Daily stock returns are 39 basis points lower than average following a loss in a World Cup elimination match. This football-loss effect is robust to changes in estimation methodology and to the removal of outliers in the data. It is particularly strong for more critical games, in recent years, and in countries where football is especially important. Controlling for the pre-game expected outcome, we are able to reject that the football-loss effect is caused by economic factors such as reduced productivity or lost revenues. Coupled with the size of the effect and its concentration in small stocks, we suggest that the football-loss effect stems from the impact of football on investor mood.
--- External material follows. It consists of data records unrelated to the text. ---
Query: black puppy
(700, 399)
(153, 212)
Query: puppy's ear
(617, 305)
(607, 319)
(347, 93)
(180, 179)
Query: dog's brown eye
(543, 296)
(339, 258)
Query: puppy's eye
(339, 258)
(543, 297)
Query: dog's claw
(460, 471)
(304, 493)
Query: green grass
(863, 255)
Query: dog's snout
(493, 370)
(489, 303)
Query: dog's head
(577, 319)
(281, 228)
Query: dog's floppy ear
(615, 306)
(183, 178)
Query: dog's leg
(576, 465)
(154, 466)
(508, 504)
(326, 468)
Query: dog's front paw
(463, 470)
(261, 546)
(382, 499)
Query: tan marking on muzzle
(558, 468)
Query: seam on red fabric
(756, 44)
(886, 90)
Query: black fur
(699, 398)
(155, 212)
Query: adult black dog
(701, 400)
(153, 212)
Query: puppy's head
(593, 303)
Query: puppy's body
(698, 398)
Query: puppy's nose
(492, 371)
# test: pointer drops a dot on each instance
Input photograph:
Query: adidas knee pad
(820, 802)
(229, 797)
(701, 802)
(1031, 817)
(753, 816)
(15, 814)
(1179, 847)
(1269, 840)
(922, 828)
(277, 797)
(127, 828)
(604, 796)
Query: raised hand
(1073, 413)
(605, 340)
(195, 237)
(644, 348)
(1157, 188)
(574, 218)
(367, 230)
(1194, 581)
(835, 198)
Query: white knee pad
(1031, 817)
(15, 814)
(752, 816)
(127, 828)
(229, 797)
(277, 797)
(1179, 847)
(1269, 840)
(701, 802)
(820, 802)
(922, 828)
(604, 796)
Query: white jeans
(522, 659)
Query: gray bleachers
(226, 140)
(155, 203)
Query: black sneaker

The authors promote this result as evidence of irrationality, and support for "behavioral finance." This is a popular topic these days, but I'm not a promoter of that way of thinking. I think its emphasis on anomalies gives short shrift to the first order effects of pricing in financial markets. Nevertheless, we may have a true - and interesting! - anomaly here.
On a skeptical note, a quick reading suggests that the authors' support for the claim that no real economic effects exist is very weak. Further, Dennis Coates and Brad Humphreys found a small positive effect on a city's economy from winning the NFL Super Bowl. So there is a basis for linking the outcome of major sporting events to the spirit, and the productivity of people in a region.
Both papers suggest that winning (or losing) major sporting events affects the mood of a team's fans. And that mood matters, economically speaking. But I doubt that the effects are confined only to investor sentiment, and nowhere else in the economy.